Slingenberg, Lieneke


The Social Rights of Irregular Migrants. A Quiet Revolution in European Judicial Discourse

Research Question

Increasingly, European courts and supervisory committees judge that the exclusion of irregular migrants from all social benefits is in violation of human rights. Which arguments are used in this case law? Which role does the notion of ‘vulnerability’ play? What does this case law mean for the theory about the direct effect, absoluteness and universality of (social) human rights?

Project Description

This project will investigate the legal reasoning employed by European courts and committees in cases about the social rights of irregular migrants. It will indentify general trends, relevant factors for state responsibility and compare the argumentative techniques of the different bodies. In addition, it will identify and analyse the implications of this case law for traditional legal theory and it will examine, by including moral philosophy, what the significance and meaning of the notion of ‘vulnerability’ is, that judges increasingly refer to.

Selected Publications

• “The Reception of Asylum Seekers under International Law. Between Sovereignty and Equality”, Oxford: Hart Publishing 2014.
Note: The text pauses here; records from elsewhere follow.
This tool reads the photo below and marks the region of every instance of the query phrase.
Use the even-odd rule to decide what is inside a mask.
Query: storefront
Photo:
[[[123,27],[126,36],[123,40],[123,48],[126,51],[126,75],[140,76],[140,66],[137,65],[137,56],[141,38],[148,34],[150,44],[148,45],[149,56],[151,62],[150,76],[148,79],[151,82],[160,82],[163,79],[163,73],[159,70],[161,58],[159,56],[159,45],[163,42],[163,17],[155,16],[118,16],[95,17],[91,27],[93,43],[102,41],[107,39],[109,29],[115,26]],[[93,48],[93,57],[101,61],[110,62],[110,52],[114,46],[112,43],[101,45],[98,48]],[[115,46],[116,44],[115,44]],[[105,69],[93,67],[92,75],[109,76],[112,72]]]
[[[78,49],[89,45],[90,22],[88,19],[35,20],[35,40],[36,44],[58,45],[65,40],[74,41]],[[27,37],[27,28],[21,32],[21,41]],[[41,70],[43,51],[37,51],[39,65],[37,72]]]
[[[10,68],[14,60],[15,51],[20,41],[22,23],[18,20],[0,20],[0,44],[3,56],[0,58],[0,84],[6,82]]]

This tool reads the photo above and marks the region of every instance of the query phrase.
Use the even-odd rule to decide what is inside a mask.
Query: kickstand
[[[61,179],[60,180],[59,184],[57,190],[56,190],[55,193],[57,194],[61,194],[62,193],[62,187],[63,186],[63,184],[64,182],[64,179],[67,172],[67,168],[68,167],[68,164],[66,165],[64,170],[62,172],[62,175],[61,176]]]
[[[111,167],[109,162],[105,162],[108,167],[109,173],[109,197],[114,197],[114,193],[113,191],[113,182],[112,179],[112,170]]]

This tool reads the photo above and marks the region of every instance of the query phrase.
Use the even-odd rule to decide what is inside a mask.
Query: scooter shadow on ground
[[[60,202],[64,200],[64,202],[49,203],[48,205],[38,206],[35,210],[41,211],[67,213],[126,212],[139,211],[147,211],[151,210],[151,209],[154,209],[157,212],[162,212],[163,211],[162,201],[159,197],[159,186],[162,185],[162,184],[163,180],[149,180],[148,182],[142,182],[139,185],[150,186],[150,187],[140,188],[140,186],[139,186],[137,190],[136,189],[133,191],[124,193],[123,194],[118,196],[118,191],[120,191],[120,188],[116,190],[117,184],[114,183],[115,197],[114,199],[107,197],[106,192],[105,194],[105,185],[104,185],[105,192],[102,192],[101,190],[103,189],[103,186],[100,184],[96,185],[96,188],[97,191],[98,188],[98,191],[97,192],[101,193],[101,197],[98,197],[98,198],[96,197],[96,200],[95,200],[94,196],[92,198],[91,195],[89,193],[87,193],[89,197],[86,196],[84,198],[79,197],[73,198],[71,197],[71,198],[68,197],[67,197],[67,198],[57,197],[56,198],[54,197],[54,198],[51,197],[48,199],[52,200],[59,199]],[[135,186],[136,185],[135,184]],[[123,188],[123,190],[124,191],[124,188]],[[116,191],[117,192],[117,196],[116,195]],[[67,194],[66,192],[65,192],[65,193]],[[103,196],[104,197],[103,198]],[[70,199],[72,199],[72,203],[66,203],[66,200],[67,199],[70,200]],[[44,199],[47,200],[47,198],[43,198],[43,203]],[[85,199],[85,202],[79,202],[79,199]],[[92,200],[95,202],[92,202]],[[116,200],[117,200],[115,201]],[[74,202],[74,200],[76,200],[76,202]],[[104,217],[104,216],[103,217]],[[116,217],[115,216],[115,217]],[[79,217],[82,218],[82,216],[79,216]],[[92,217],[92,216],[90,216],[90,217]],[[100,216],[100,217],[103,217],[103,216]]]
• “Social security in the case law of the European Court of Human Rights”, in F. Pennings & G. Vonk (Eds.), Research Handbook on European Social Security Law (Research Handbooks in European Law), Edward Elgar Publishing 2015, pp. 53-83.

• “Toepassing van het Europees Sociaal Handvest in Koppelingswetzaken. Eén Rechtsvraag, drie hoogste rechters”, NTM/NJCM-Bulletin 2015-4, p. 418-435.